Many of my clients are kind of frozen over which paper they need to keep. Not knowing keeps them from dealing with the paper piles at all. This method of deciding will get you moving forward.

It isn’t the paper that needs to be kept, but the information that is stored on the paper. Just like any other organizing project, like things need to go together, a place for keeping it needs to be established and a plan for maintaining it needs to be developed as it evolves.

To simplify the process, you only need to keep one, the best version, of information that is both interesting and relevant to you currently, with one exception. I’ll get to that later.

Most of the paper you are hanging onto proves that you already know something. That’s right, you get interested in something and you study it and accumulate the information about that thing. The best stuff is what you incorporate and use right away.

The information on the paper isn’t relevant without a context. How will you use it in the future, if you will use it at all?

Knowing how and when you use the information will give clues as to if and how to keep it. Maintain the context of the information by tying it to other related information for storage and you will also always know where to find it.

We tend to save information we are interested in without thought. It’s time to become mindful and think.

Start with any pile of paper. Pick up one piece. Remember, you will be keeping only the information that is currently relevant and interesting enough to use.

  1. Take a moment to scan and see if it is information that you already know and use. If so, you don’t need it, recycle it.

It just takes up space to save the notes you took on how to do something when you already do it without the notes. Unless you are planning on delegating it as a task at some point – then turn it into the checklist, or training materials you need it to be.

  1. Is it relevant for someone else? Either give it to them really soon, or let it go and believe that they will come across the information they need when they need it. The person it is really important to is not going to find it at your house. In fact, 99% of people could go their whole lives and not find that information relevant, so you don’t need to keep it for them.
  2. Do you think it is relevant to you? Ask yourself why? If the only answer is that it is interesting, let it go. If the answer is it is interesting and you know how you are going to use the information, keep it with the other pieces for that use.

Once you deem it good enough to save it is good enough to find when needed. Information is good enough to save if it supports your efforts as a current resource or reference that actually get looked at regularly.
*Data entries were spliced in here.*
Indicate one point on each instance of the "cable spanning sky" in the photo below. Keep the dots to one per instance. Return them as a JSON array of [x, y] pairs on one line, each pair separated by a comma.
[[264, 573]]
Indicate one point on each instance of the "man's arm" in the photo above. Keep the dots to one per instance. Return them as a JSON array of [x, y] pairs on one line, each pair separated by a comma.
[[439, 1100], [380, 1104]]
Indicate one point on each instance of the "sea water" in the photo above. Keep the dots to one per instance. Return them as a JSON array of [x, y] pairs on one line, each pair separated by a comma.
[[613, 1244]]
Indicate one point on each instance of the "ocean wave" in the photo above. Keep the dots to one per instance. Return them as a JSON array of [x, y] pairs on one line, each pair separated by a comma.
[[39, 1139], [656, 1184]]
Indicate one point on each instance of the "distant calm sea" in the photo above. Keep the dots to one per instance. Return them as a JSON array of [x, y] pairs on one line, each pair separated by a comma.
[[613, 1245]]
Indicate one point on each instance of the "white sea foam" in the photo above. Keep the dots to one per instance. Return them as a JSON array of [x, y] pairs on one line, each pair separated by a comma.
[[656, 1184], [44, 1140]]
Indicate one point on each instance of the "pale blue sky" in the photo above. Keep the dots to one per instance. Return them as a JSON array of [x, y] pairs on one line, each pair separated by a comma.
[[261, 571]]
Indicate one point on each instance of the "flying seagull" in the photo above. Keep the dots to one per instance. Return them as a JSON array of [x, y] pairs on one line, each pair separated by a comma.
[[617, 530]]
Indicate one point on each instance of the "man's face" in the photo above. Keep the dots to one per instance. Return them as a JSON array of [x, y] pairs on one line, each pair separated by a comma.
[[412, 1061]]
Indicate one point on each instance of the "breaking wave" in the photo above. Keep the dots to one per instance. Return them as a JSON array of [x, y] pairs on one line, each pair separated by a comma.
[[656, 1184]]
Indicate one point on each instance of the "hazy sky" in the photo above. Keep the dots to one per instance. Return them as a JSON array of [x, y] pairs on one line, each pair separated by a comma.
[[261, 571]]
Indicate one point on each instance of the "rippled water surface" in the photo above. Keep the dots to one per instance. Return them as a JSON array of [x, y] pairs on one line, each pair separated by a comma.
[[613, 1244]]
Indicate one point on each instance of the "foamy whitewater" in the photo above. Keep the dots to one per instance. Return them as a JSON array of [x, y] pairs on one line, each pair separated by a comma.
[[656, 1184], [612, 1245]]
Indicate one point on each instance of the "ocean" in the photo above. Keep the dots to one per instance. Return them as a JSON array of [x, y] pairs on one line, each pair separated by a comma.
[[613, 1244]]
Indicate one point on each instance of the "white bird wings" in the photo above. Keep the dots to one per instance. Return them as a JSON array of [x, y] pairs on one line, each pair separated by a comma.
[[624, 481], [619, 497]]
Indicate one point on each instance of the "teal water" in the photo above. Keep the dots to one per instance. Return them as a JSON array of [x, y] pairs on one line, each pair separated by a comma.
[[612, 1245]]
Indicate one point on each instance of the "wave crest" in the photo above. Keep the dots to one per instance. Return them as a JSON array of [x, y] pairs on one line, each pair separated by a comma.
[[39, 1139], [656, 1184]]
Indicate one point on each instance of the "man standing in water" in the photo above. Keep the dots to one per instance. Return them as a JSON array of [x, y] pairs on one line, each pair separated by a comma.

That will make it easy to eliminate the pieces of information that contradict your way of looking at it. If you already know a method and have decided it doesn’t work or new information makes it outdated, more difficult or no longer worth the time, it is time to get rid of it.

  1. Review the pieces that you thought were relevant. Keep the best versions, create the checklists, enter the data, write the article etc.

Finding a few ways to explain the information will get you through most things. Knowing where to look for the information the other times is key. That means a storage method that allows you access rather than an “it’s here somewhere” pile.

  1. The pieces that are really a future project idea need further review. Either schedule when you will do the project and store the materials together and out of the way until then. Or let it go.

I know a few of you are saying “but it’s so important, someone should…” Either do it yourself or donate to an institution that will store it for you until someone thinks so too. Who knows, you might just create a job.

  1. The exception is any documentation that proves you are a citizen or have had dealings with the government. They might not be interesting or current but I recommend you come up with a storage spot for them anyway – because they are proof of existence. Or are they?

Information that is merely interesting is for curiosity’s sake. Read it, say “that was interesting” and let it go. In a few days, if it was relevant you will remember it. If not you won’t miss it.